Hawthorne acknowledged the governor did those things, but he noted that federal labor law largely preempts states from enhancing the standing of unions to organize workers or negotiate contracts. One notable exception, Hawthorne said, is a state’s ability to remove the prohibition on striking workers collecting unemployment.
“When we asked him to sit down to talk about the [strikers’] bill, the response was, ‘Think of something else,’” Hawthorne said. “But everything else was preempted by federal law.”
The governor, who was elected in 2018, reelected in 2022 and is considering running again in 2026, also has a what-have-you-done-lately problem with labor.
“There’s first-term Ned Lamont and second-term Ned Lamont,” Hawthorne said. “He mentions the minimum wage — first term; paid family leave — first term; expanded collective bargaining — first term.”
The list goes on.
“We can’t live off the past when the president and Congress want to destroy every gain we’ve made in the last 15 years,” Hawthorne said. “We need a fighter, like first term Ned.”
Only New York and New Jersey provide jobless benefits for strikers. Oregon just passed legislation that would do so, and Washington state has a version that takes effect next year. Lamont has supporters strikers in Connecticut, sometimes visiting picket lines.
“But I think paying striking workers is a bridge too far and doesn’t help our cause. I think that some people say … ‘you’re too pro-labor’ or ‘you’re too pro-business,’ ” Lamont said. “I think I’m pro-jobs, and I want to watch out for any bill which I think discourages jobs in this state.”
Sen. Julie Kushner, D-Danbury, a retired UAW executive, said there is little room for compromise on the strikers’ bill, which would have provided jobless benefits after two weeks out of work. Passage eventually will come, but probably not while Lamont is governor, she said.
“I do like the governor. He is right on so many issues, but he is so wrong on this,” said Kushner, who called Lamont “stubborn.”

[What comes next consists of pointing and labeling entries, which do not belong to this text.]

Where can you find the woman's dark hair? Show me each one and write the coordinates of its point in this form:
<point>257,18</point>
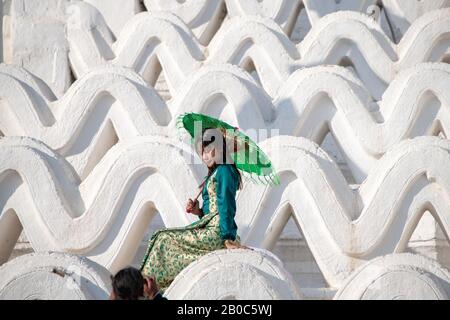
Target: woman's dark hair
<point>128,284</point>
<point>206,143</point>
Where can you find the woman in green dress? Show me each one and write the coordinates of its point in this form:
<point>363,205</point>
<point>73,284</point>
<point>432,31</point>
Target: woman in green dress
<point>173,249</point>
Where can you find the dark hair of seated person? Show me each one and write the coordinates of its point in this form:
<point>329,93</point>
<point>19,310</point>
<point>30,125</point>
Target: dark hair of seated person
<point>128,284</point>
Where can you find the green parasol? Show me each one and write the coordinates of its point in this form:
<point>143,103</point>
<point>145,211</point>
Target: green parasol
<point>248,157</point>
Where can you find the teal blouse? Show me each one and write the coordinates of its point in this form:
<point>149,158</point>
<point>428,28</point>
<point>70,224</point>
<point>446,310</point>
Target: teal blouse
<point>227,180</point>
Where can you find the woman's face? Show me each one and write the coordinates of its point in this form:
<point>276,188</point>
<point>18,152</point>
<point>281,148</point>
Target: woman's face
<point>208,156</point>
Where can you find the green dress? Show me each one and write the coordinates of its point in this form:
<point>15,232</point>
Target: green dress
<point>173,249</point>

On housing, there is room to negotiate.
Rojas ignored the slight of a veto that came without a heads-up and focused on the possibility to salvage the essence of House Bill 5002.
Among other things, it would have required municipalities to set “fair share” goals for affordable housing, prioritize state aid to communities that build housing, and streamline approval for so-called “middle housing,” defined as a building with two to nine units.

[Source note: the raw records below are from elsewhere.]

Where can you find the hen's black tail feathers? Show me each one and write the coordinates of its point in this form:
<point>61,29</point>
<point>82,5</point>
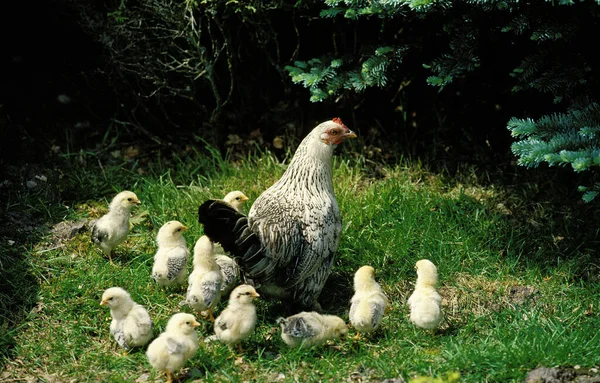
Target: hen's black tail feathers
<point>225,225</point>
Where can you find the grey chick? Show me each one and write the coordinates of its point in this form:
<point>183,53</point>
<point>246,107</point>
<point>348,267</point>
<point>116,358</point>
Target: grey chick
<point>170,261</point>
<point>307,329</point>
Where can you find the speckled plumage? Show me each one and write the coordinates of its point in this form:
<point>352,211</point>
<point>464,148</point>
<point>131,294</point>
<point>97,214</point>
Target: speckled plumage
<point>369,303</point>
<point>238,320</point>
<point>170,261</point>
<point>172,348</point>
<point>230,272</point>
<point>425,302</point>
<point>111,230</point>
<point>287,243</point>
<point>308,329</point>
<point>204,283</point>
<point>131,325</point>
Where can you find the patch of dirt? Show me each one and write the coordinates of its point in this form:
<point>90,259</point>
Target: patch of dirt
<point>563,375</point>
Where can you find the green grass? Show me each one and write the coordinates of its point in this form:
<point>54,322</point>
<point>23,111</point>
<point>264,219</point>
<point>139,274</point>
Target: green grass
<point>487,241</point>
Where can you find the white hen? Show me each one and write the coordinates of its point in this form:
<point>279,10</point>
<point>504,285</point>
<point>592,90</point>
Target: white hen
<point>179,342</point>
<point>237,321</point>
<point>369,303</point>
<point>307,329</point>
<point>425,302</point>
<point>112,228</point>
<point>204,283</point>
<point>131,325</point>
<point>170,261</point>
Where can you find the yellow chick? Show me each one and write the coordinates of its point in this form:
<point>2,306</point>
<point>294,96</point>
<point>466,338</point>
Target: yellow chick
<point>172,348</point>
<point>131,325</point>
<point>308,329</point>
<point>425,302</point>
<point>369,303</point>
<point>170,261</point>
<point>112,228</point>
<point>204,283</point>
<point>236,323</point>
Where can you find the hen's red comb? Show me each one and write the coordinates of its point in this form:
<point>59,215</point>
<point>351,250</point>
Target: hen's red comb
<point>338,120</point>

Rojas said he was encouraged at the governor’s seeming support for establishing the conversion of commercial lots as something developers can do “as of right” for middle housing. But he was concerned that Lamont, in his view, seemed overly deferential to municipal officials.
The governor expects local officials will come to the table and negotiate a new version of 5002 over the next 90 days.
“I’m skeptical,” Rojas said. “In 45 days, most will be thinking about being up for election.”
The Connecticut Mirror reached Rojas by telephone after he finished a panel discussion at Princeton University on fair housing. The event was tied to the 50th anniversary of New Jersey adopting a fair-share requirement for municipalities to assess affordable housing needs.
In 1975, the New Jersey Supreme Court established the “Mount Laurel Doctrine,” requiring all communities to take responsibility for a share of a region’s affordable housing needs. The decision came in a challenge to restrictive zoning, and it kicked off further litigation and decades of legislation.
Rojas said participants were consoling and encouraging, reminding him that passing significant housing bills is a marathon, as they learned after Mount Laurel. Rojas, whose daughter is a runner, is hoping for a shorter race.